Instance recovery occurs when an instance goes down abruptly, either via a SHUTDOWN ABORT, a killing of a background process, or a crash of a node or the instance itself. After an ungraceful shutdown, it is necessary for the database to go through the process of rolling forward all information in the redo logs and rolling back any transactions that had not yet been committed. This process is known asinstance recovery and is usually automatically performed by the SMON process.
The redo logs for all RAC instances are located either on an OCFS shared disk asset or on a RAW file system that is visible to all the other RAC instances. This allows any other node to recover for a failed RAC node in the event of instance failure.

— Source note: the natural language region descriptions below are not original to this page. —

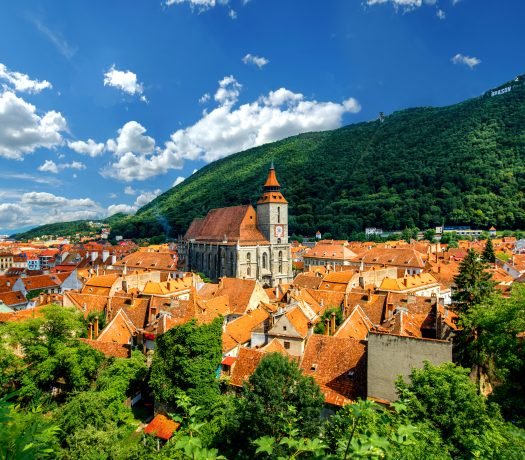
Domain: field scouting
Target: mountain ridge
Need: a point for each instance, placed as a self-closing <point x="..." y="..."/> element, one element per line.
<point x="422" y="166"/>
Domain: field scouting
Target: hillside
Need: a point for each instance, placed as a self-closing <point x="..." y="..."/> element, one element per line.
<point x="461" y="164"/>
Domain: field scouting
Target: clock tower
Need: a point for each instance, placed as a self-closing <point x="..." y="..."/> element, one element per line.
<point x="272" y="211"/>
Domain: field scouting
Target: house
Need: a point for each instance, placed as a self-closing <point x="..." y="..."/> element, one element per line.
<point x="328" y="253"/>
<point x="338" y="365"/>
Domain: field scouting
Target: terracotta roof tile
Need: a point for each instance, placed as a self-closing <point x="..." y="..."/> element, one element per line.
<point x="337" y="364"/>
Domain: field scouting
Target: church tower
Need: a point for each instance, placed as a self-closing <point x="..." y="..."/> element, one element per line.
<point x="272" y="211"/>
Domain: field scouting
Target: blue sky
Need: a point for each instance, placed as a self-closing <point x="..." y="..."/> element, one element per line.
<point x="106" y="104"/>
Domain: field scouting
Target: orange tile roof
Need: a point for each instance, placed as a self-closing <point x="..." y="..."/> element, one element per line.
<point x="162" y="427"/>
<point x="110" y="349"/>
<point x="394" y="257"/>
<point x="12" y="298"/>
<point x="337" y="364"/>
<point x="245" y="365"/>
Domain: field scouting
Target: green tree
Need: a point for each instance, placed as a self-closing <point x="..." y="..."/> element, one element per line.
<point x="473" y="282"/>
<point x="276" y="393"/>
<point x="186" y="359"/>
<point x="445" y="397"/>
<point x="488" y="253"/>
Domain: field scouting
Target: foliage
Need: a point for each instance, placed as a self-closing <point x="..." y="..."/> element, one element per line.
<point x="25" y="435"/>
<point x="274" y="394"/>
<point x="488" y="253"/>
<point x="320" y="326"/>
<point x="445" y="397"/>
<point x="186" y="359"/>
<point x="473" y="282"/>
<point x="461" y="164"/>
<point x="498" y="322"/>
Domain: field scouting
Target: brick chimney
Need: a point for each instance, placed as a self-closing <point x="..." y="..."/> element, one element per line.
<point x="96" y="327"/>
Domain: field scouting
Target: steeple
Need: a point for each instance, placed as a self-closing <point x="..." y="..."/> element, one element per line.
<point x="272" y="189"/>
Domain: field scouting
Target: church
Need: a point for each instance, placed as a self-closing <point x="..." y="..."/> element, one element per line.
<point x="243" y="242"/>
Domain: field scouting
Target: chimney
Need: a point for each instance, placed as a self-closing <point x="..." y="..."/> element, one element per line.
<point x="96" y="327"/>
<point x="310" y="329"/>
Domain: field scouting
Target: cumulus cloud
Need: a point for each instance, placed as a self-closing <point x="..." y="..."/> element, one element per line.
<point x="224" y="130"/>
<point x="125" y="80"/>
<point x="22" y="130"/>
<point x="145" y="197"/>
<point x="21" y="82"/>
<point x="466" y="60"/>
<point x="89" y="147"/>
<point x="228" y="129"/>
<point x="52" y="167"/>
<point x="405" y="5"/>
<point x="131" y="138"/>
<point x="259" y="61"/>
<point x="178" y="181"/>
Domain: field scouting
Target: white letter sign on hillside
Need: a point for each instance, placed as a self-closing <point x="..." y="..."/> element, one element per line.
<point x="501" y="91"/>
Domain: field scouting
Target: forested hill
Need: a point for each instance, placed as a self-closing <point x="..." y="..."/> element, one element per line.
<point x="461" y="164"/>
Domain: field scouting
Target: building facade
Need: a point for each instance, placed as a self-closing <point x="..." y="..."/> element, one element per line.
<point x="241" y="241"/>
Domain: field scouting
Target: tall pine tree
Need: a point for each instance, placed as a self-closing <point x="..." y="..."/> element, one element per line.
<point x="473" y="283"/>
<point x="488" y="253"/>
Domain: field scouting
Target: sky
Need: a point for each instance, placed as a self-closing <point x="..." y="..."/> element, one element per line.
<point x="106" y="104"/>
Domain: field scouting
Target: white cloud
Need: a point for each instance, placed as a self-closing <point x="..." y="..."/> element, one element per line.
<point x="89" y="147"/>
<point x="145" y="197"/>
<point x="466" y="60"/>
<point x="204" y="98"/>
<point x="21" y="82"/>
<point x="178" y="181"/>
<point x="125" y="80"/>
<point x="405" y="5"/>
<point x="125" y="208"/>
<point x="226" y="129"/>
<point x="23" y="131"/>
<point x="259" y="61"/>
<point x="52" y="167"/>
<point x="131" y="138"/>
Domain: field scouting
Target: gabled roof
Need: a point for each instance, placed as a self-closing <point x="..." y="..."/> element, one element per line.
<point x="235" y="223"/>
<point x="337" y="365"/>
<point x="162" y="427"/>
<point x="393" y="257"/>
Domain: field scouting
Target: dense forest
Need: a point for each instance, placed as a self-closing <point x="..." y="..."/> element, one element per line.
<point x="460" y="165"/>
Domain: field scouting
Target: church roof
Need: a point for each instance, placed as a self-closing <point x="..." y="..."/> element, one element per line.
<point x="232" y="224"/>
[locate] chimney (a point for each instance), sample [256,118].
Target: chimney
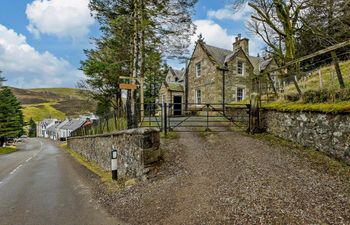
[241,43]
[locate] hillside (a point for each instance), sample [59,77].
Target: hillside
[53,102]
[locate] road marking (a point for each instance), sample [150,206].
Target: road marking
[29,159]
[13,171]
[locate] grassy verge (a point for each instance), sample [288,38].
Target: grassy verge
[319,159]
[7,150]
[105,176]
[298,106]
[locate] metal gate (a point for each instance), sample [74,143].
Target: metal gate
[178,117]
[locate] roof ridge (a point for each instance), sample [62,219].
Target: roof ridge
[218,47]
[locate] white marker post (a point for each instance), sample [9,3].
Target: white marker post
[114,163]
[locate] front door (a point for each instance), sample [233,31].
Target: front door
[177,105]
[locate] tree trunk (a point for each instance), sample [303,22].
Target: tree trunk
[133,97]
[337,69]
[272,84]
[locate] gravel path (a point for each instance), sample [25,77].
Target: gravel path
[229,178]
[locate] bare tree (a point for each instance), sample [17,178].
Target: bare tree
[277,23]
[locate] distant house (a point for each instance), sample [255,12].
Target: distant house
[172,90]
[70,126]
[44,125]
[215,75]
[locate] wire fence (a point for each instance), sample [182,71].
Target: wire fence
[314,79]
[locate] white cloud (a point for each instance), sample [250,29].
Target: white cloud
[229,13]
[62,18]
[217,36]
[23,66]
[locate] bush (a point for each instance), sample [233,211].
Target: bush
[291,97]
[316,96]
[343,95]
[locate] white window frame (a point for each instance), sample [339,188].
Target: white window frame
[243,68]
[196,96]
[198,67]
[243,93]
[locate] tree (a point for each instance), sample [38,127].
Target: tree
[32,128]
[325,23]
[11,117]
[277,22]
[2,79]
[139,34]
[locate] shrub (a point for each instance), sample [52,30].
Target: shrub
[343,95]
[291,97]
[316,96]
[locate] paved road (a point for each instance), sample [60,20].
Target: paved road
[40,184]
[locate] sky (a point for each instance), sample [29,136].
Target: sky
[42,41]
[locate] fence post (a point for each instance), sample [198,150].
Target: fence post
[207,129]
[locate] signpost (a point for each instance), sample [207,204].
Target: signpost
[127,86]
[133,87]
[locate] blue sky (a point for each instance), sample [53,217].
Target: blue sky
[42,41]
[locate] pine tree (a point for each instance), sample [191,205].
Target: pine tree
[11,116]
[2,79]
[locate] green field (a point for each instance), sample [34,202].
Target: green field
[69,92]
[39,112]
[57,103]
[7,150]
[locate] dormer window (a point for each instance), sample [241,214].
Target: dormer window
[240,68]
[198,69]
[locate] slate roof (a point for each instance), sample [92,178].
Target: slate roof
[264,64]
[73,124]
[52,128]
[179,73]
[221,56]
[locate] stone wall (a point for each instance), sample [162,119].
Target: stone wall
[328,133]
[137,148]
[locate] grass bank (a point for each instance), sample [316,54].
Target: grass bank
[317,158]
[7,150]
[317,107]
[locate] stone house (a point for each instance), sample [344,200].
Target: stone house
[214,75]
[43,126]
[172,90]
[217,75]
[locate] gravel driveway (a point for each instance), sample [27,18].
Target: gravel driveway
[230,178]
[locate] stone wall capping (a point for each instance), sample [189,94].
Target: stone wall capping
[308,111]
[327,132]
[123,132]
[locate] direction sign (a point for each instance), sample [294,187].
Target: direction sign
[127,86]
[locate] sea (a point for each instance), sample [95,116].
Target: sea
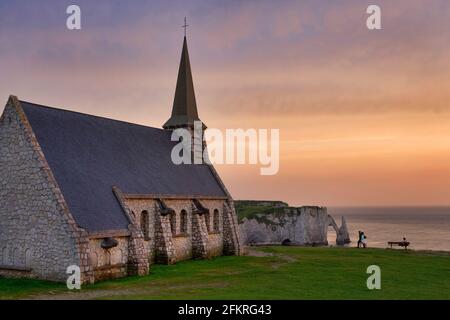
[426,228]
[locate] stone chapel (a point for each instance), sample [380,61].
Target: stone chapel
[104,195]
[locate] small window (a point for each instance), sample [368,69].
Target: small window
[216,221]
[183,221]
[145,224]
[208,221]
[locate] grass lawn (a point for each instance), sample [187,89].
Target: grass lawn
[279,273]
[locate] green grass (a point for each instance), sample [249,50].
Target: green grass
[254,210]
[289,273]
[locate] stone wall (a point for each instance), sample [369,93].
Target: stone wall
[182,235]
[109,263]
[37,237]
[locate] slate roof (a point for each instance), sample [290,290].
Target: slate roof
[89,155]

There are basically two types of failure in a RAC environment: instance and media. Instance failure involves the loss of one or more RAC instances, whether due to node failure or connectivity failure. Media failure involves the loss of one or more of the disk assets used to store the database files themselves.
1. All nodes available.
2. One or more RAC instances fail.
3. Node failure is detected by any one of the remaining instances.
4. Global Resource Directory(GRD) is reconfigured and distributed among
5. The instance which first detected the failed instance, reads the failed
instances redo logs to determine the logs which are needed to be recovered.
The above task is done by the SMON process of the instance that detected failure.
6. Until this time database activity is frozen, The SMON issues recovery requests
for all the blocks that are needed for recovery. Once all the blocks are available,
the other blocks which are not needed for recovery are available for normal processing.
7. Oracle performs roll forward operation against the blocks that were modified by the
failed instance but were not written to disk using redo log recorded transactions.
8. Once redo logs are applied, uncomitted transactions are rolled back using
9. Database on the RAC in now fully available.